On February 17, 2022, the Companys board of directors (the Board of Directors) approved an amendment to its then-existing share repurchase program to increase the authorized share repurchase amount from $35.0 million to $60.0 million. On June 12, 2023, the Board of Directors approved an amendment to extend the duration of the repurchase program period to December 31, 2026. During the three months ended September 30, 2025, the Company purchased 44,000 shares of common stock at an aggregate price of $0.6 million under this repurchase program. During the three months ended September 30, 2024, the Company purchased 0.1 million shares of common stock at an aggregate price of $1.1 million under this repurchase program. At September 30, 2025, there was $16.7 million remaining under this repurchase program.
On August 30, 2023, the Board of Directors approved a stockholder rights agreement (the “Rights Plan”) and declared a dividend of one right for each outstanding share of common stock to stockholders of record on September 11, 2023. Each right entitled holders to purchase one newly issued share of preferred stock at an exercise price of $20 per right, subject to adjustment. Initially, the rights were not exercisable and traded with shares of the Company’s common stock.
In general, the rights would have become exercisable following a public announcement that a person acquires 12% (or, in the case of passive investors, 20%) or more of the outstanding shares of the Company’s common stock. If a person became an acquiring person, each holder of rights (except the acquiring person) would have had the right to purchase, for the purchase price, a number of shares of the Company’s common stock at a 50% discount to the then-current trading price. Rather than allowing the rights to be exercised in those circumstances, the Board of Directors could exchange each right, other than the rights owned by the acquiring person, for a share of the Company’s common stock. The agreement provided for exceptions and additional terms for other certain situations and circumstances.
The Rights Plan was intended to protect the interests of LifeVantage and its stockholders by reducing the likelihood that any entity, person or group gains control of the Company through open-market accumulation or other means without payment of an adequate control premium and expired on August 28, 2024. There was no impact to the Company’s Consolidated Financial Statements.
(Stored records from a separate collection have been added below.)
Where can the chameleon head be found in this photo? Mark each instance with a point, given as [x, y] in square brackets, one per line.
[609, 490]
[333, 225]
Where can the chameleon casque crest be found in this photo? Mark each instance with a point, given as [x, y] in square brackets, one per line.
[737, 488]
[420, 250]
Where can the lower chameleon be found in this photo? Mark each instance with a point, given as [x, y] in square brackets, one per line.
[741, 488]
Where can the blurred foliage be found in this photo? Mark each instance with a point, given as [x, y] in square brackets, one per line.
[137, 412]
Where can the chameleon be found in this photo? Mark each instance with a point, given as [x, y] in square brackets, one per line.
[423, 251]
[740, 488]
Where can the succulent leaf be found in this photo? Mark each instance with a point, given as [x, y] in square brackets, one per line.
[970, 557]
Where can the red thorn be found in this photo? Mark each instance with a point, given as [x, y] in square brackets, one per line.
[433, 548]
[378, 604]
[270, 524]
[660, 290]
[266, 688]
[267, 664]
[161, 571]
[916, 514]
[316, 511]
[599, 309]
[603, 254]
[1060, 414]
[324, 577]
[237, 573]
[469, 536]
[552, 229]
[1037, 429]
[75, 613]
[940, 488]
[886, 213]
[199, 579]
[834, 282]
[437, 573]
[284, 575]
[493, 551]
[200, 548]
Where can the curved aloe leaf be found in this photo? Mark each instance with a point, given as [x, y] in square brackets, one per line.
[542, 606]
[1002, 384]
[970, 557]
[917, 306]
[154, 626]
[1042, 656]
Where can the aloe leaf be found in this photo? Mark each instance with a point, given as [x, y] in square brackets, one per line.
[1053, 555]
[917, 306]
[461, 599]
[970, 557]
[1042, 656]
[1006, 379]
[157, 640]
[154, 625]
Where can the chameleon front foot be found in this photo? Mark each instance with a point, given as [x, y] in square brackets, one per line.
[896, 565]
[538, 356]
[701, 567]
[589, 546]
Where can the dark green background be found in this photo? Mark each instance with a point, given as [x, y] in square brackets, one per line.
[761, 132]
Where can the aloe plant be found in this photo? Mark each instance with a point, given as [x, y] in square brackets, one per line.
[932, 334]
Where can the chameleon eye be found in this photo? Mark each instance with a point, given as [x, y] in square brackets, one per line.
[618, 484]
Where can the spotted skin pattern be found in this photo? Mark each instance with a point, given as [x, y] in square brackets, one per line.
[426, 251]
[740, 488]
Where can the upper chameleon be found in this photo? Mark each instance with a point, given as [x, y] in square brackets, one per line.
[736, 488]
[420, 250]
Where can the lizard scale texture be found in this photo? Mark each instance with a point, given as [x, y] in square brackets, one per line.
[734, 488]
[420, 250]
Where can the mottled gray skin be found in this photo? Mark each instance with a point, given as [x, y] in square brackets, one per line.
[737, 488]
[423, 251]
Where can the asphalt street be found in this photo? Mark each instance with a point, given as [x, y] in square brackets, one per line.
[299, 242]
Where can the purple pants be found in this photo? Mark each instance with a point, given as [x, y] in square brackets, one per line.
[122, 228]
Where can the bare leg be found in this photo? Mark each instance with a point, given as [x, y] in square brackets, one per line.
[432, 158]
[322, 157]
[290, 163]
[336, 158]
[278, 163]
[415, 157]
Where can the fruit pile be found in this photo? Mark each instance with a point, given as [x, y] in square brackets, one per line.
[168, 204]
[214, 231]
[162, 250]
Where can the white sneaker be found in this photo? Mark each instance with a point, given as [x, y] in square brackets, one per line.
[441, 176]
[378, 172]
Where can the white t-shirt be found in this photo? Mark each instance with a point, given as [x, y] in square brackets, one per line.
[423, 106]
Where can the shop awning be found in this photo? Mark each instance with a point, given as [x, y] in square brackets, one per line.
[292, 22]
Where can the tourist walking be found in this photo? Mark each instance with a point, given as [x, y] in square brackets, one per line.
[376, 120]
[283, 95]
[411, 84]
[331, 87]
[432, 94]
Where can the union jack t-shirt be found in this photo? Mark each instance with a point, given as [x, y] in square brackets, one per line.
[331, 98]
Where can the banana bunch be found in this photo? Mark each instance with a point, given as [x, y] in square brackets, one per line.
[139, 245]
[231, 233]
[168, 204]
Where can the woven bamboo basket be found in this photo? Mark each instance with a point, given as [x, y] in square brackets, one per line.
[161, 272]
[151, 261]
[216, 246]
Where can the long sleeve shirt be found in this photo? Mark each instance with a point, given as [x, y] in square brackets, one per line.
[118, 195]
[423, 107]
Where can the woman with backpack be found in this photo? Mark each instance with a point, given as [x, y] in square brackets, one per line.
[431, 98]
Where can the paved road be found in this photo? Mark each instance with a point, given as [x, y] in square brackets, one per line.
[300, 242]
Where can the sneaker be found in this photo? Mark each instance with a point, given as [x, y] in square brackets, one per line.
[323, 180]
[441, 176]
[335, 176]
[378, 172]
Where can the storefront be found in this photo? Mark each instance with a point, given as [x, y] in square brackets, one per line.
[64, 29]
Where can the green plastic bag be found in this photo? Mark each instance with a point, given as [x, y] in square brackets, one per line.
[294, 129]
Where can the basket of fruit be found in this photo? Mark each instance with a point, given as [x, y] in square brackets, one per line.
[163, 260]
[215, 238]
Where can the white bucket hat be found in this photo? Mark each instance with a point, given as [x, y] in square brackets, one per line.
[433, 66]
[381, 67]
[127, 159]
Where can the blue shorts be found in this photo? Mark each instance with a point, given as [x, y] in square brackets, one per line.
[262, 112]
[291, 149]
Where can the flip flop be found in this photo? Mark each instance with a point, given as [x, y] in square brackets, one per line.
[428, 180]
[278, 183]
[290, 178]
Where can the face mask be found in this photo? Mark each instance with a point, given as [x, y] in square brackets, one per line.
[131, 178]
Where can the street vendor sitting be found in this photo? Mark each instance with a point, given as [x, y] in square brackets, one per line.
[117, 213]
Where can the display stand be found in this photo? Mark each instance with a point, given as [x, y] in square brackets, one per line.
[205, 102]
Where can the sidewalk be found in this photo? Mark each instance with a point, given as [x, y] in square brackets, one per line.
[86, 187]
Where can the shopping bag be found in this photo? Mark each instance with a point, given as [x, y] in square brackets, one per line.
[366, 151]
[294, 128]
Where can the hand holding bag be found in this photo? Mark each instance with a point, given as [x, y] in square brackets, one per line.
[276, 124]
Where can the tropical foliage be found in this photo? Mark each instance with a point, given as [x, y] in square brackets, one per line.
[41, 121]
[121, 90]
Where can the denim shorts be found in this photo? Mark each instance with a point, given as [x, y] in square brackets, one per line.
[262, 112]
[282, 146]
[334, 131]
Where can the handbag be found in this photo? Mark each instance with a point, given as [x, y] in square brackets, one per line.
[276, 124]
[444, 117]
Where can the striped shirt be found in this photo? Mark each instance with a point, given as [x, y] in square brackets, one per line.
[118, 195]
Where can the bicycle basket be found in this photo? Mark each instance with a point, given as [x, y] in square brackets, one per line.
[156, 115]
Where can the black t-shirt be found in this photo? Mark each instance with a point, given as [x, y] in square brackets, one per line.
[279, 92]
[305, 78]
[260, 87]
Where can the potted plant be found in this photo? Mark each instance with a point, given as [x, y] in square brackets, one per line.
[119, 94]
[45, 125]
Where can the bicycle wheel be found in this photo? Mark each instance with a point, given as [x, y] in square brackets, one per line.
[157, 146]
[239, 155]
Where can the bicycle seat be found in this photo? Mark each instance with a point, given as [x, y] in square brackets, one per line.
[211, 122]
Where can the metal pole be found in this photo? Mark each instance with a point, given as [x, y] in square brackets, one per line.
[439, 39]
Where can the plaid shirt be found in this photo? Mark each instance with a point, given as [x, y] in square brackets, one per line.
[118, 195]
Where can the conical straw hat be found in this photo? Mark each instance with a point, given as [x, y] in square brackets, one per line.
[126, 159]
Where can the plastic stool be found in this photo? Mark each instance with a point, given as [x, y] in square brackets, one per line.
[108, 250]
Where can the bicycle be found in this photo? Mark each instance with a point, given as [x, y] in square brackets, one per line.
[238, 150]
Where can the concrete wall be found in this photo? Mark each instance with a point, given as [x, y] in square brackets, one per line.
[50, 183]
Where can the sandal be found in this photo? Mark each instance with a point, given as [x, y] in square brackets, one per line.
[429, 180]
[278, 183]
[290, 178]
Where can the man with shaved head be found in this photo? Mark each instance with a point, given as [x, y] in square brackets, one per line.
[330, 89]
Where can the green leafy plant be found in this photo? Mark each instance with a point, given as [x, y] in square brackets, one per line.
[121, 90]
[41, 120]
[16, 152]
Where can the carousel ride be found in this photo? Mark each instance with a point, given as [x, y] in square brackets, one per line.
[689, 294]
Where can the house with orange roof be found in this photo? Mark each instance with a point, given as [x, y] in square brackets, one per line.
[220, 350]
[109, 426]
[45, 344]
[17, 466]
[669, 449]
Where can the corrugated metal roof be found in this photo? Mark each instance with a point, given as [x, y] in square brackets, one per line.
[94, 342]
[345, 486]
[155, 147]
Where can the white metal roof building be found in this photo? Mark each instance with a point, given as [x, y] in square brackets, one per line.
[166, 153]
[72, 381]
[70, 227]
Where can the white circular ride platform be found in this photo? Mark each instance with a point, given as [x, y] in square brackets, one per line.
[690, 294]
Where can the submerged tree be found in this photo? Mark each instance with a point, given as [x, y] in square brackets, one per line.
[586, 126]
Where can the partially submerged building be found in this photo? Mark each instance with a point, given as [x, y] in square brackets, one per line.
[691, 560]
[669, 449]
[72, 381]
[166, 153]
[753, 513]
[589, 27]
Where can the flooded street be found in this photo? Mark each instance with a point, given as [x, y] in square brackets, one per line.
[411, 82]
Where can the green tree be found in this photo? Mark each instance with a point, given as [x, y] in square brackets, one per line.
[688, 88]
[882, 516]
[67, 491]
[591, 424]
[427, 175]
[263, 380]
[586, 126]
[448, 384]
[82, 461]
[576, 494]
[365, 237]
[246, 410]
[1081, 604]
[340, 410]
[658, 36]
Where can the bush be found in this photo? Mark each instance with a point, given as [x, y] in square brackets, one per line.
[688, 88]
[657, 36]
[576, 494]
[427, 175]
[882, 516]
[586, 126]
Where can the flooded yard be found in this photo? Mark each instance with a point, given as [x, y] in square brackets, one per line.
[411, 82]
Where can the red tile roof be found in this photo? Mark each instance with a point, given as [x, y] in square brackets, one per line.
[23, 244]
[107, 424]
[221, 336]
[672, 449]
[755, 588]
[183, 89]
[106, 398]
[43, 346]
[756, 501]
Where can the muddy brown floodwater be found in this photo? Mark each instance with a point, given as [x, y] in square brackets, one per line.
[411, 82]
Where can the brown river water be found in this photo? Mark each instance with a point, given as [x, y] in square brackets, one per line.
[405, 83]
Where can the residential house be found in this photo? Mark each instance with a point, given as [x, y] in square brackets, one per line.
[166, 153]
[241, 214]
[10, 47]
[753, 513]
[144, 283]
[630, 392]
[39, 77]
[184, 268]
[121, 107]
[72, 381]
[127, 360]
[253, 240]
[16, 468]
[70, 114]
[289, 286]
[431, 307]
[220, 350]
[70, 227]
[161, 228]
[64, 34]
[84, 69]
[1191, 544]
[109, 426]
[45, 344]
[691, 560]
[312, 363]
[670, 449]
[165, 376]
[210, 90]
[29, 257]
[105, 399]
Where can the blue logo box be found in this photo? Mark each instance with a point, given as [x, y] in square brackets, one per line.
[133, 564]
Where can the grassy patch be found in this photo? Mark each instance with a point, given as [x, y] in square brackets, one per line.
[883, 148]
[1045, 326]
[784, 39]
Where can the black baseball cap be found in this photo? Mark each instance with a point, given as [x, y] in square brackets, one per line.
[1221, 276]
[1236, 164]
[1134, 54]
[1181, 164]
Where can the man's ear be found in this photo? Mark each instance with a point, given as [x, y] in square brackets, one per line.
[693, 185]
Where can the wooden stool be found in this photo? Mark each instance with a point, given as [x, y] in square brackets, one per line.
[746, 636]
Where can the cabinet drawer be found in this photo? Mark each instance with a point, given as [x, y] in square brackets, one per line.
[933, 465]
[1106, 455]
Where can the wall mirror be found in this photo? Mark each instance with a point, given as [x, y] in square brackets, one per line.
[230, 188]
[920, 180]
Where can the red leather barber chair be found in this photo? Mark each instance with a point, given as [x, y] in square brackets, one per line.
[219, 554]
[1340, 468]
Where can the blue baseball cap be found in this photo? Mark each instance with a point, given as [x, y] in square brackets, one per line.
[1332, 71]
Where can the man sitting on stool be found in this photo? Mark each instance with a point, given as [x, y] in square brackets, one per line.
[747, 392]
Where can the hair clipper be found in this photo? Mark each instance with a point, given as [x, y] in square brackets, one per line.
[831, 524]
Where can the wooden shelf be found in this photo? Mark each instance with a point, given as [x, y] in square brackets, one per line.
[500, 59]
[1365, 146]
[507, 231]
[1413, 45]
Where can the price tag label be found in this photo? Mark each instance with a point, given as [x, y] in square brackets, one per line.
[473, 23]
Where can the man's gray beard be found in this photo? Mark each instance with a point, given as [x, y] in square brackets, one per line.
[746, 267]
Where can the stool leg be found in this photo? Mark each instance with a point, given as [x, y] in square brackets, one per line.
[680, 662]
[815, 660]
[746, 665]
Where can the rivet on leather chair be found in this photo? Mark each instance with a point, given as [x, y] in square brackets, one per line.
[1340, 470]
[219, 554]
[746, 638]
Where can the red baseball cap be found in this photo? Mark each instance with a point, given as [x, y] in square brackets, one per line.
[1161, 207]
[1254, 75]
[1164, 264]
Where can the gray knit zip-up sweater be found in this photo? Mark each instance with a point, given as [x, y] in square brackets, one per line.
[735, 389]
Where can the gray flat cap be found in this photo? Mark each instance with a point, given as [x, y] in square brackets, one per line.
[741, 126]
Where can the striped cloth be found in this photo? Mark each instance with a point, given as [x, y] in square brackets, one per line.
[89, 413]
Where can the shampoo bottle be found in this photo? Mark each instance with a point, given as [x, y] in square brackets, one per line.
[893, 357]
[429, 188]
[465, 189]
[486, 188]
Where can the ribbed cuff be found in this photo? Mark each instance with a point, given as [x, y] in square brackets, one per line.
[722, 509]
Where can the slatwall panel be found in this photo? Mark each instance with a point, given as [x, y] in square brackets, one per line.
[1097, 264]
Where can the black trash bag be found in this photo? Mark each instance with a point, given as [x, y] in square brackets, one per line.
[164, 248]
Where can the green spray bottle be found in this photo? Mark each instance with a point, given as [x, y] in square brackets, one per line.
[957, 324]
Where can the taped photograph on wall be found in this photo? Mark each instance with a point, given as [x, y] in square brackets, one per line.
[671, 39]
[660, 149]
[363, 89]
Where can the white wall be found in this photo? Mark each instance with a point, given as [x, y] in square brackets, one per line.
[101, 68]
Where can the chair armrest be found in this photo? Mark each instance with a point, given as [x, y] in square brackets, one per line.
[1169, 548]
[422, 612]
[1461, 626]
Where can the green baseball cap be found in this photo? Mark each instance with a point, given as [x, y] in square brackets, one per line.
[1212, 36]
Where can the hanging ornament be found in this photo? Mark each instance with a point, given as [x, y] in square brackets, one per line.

The Company’s Certificate of Incorporation authorizes the issuance of preferred stock. However, as of September 30, 2025, none have been issued nor have any rights or preferences been assigned to the preferred stock by the Board of Directors.
Dividends
In August 2025, the Board of Directors declared a quarterly cash dividend of $0.045 per share of common stock that was paid on September 16, 2025 to stockholders of record on September 8, 2025. Cash dividends for the three months ended September 30, 2025 totaled $0.6 million. Cash dividends for the three months ended September 30, 2024 totaled $0.5 million, or $0.04 per share of common stock.
The declaration of dividends is subject to the discretion of the Board of Directors and will depend upon various factors, including the Companys earnings, financial condition, restrictions imposed by any indebtedness that may be outstanding, cash requirements, future prospects and other factors deemed relevant by the Board of Directors.